Mandalorian is Star Wars’ flagship streaming series. If its showrunners, the ever-inventive Jon Favreau (Iron Man) and Star Wars master builder Dave Filoni, are flagging this much, do the studio’s other streaming series even stand a chance?

Lucasfilm jettisoned the Star Wars Extended Universe only to give us ... the Star Wars extended universe

Star Wars’ pivot to streaming has produced franchise installments that vary widely in quality.
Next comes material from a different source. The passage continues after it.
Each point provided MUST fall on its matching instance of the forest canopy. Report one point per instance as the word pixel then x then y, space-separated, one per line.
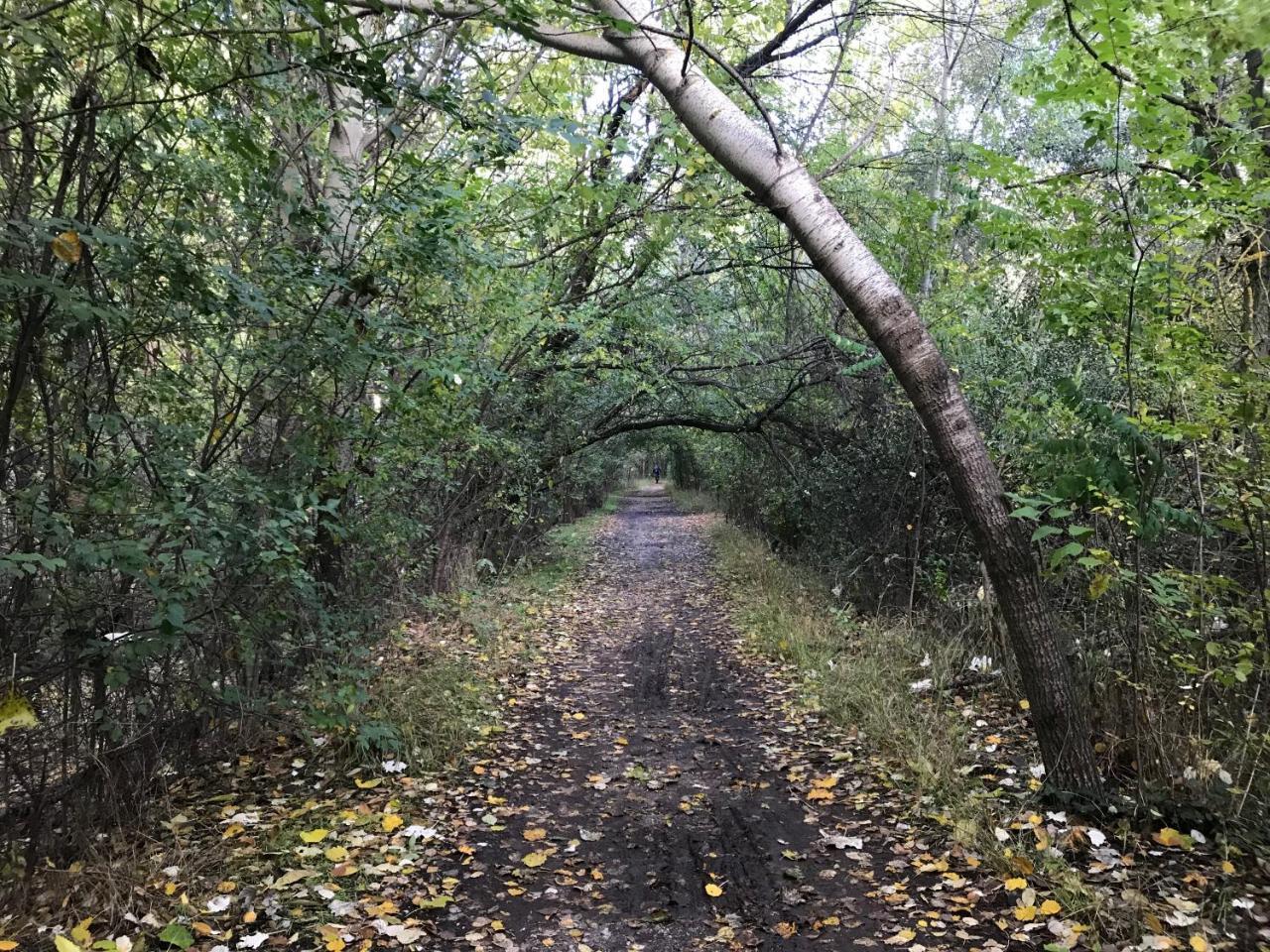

The Mandalorian is beloved, but Boba Fett and 2021’s offering, Obi-Wan Kenobi, each drew criticism for sidelining their titular characters. (Obi-Wan also predictably drew racist backlash for having a Black actor in a lead role, and then more backlash directed at Disney for remaining largely silent while yet another Star Wars actor of color endured harassment.) Andor, 2022’s critical coup de grace, seemed to contain all of the promise of the Star Wars universe in a drama that was both invigorating and unforgiving.
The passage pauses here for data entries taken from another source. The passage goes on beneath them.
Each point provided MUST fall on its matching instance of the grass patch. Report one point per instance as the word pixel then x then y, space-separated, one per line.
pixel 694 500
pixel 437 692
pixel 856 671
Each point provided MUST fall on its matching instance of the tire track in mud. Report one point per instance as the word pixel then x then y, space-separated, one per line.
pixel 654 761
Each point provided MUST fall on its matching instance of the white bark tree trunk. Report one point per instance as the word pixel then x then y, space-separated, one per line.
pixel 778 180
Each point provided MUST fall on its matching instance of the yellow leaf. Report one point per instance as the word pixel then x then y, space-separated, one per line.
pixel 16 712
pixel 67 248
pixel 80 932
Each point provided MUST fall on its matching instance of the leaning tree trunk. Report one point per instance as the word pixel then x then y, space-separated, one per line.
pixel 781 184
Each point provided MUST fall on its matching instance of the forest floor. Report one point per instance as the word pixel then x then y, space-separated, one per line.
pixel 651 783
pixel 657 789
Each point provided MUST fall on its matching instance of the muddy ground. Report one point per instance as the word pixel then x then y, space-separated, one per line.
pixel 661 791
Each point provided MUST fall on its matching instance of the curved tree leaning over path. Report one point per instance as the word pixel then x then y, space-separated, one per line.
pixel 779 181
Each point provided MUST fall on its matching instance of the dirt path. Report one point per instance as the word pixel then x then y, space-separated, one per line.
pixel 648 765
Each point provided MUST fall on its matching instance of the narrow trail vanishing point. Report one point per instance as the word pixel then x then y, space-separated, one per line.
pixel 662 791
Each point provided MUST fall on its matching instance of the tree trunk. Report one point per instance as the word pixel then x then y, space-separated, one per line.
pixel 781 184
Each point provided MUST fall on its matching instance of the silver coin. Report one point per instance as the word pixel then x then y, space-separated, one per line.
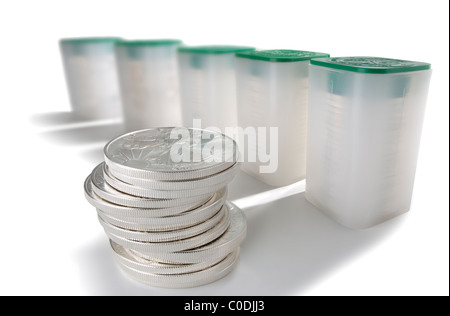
pixel 163 236
pixel 184 280
pixel 159 194
pixel 229 241
pixel 173 246
pixel 108 193
pixel 167 223
pixel 124 212
pixel 127 258
pixel 149 154
pixel 223 177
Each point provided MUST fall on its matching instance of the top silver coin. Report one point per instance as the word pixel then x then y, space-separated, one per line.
pixel 171 154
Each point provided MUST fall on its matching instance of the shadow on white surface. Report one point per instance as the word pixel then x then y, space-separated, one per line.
pixel 84 134
pixel 290 245
pixel 57 118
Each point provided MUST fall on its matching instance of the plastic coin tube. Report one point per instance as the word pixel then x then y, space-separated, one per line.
pixel 148 78
pixel 208 85
pixel 364 125
pixel 91 76
pixel 272 91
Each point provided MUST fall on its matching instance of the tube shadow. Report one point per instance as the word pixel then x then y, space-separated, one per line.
pixel 84 134
pixel 290 245
pixel 57 118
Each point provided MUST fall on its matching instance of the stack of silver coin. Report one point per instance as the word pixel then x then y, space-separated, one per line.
pixel 161 196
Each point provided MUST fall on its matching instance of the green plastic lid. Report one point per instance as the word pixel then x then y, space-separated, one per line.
pixel 281 55
pixel 373 65
pixel 214 49
pixel 90 40
pixel 152 42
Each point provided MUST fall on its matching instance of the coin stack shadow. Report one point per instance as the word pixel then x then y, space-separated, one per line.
pixel 167 229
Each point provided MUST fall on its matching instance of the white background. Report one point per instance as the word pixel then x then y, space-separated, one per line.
pixel 51 240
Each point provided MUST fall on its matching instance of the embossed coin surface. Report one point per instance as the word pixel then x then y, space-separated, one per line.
pixel 160 196
pixel 170 153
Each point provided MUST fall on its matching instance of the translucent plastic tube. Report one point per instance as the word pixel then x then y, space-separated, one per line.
pixel 364 126
pixel 91 76
pixel 272 91
pixel 149 83
pixel 208 85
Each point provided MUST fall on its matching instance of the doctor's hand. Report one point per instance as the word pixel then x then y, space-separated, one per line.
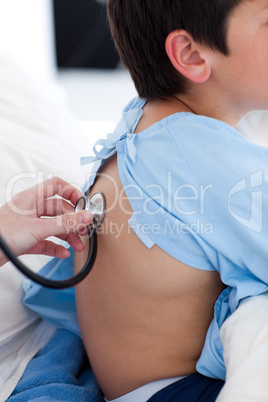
pixel 24 226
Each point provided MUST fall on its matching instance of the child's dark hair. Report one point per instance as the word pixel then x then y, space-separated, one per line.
pixel 140 28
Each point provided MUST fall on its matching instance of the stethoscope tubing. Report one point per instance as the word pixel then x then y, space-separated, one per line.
pixel 51 283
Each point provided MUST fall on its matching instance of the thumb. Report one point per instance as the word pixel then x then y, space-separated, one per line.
pixel 68 223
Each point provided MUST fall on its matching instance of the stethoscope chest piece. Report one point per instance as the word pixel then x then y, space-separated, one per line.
pixel 96 205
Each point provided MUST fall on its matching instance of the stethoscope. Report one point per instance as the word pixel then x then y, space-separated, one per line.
pixel 96 204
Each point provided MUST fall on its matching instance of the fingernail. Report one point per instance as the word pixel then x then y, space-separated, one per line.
pixel 85 217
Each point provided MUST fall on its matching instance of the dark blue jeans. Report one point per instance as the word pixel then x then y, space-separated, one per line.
pixel 194 388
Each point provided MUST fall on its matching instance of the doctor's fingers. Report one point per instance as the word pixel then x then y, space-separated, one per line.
pixel 54 207
pixel 46 247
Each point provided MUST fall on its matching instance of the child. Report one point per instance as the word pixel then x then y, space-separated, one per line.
pixel 184 237
pixel 190 187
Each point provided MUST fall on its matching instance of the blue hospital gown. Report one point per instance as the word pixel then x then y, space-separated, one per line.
pixel 198 190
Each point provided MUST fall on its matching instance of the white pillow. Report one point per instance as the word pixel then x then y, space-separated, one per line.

But Andor was a double-edged sword: by committing to a point of view and being unapologetic about its thesis that the Empire was an evil police state (a far more controversial take than it should be!), it highlighted how shallow most of Lucasfilm’s other offerings have been.

Some of the reasons for this variance may be about avoiding the fandom meltdowns that happened over the last film trilogy’s storytelling efforts. Fans already knew how Andor’s titular character, Cassian Andor (Diego Luna) would end up (he’s also in 2016’s Rogue One). Since Andor himself was a relatively low-stakes character in the Star Wars universe, the show was able to take storytelling risks that it couldn’t with a new character like Mando to whom fans are increasingly attached, or to an OG like Obi-Wan or Boba Fett.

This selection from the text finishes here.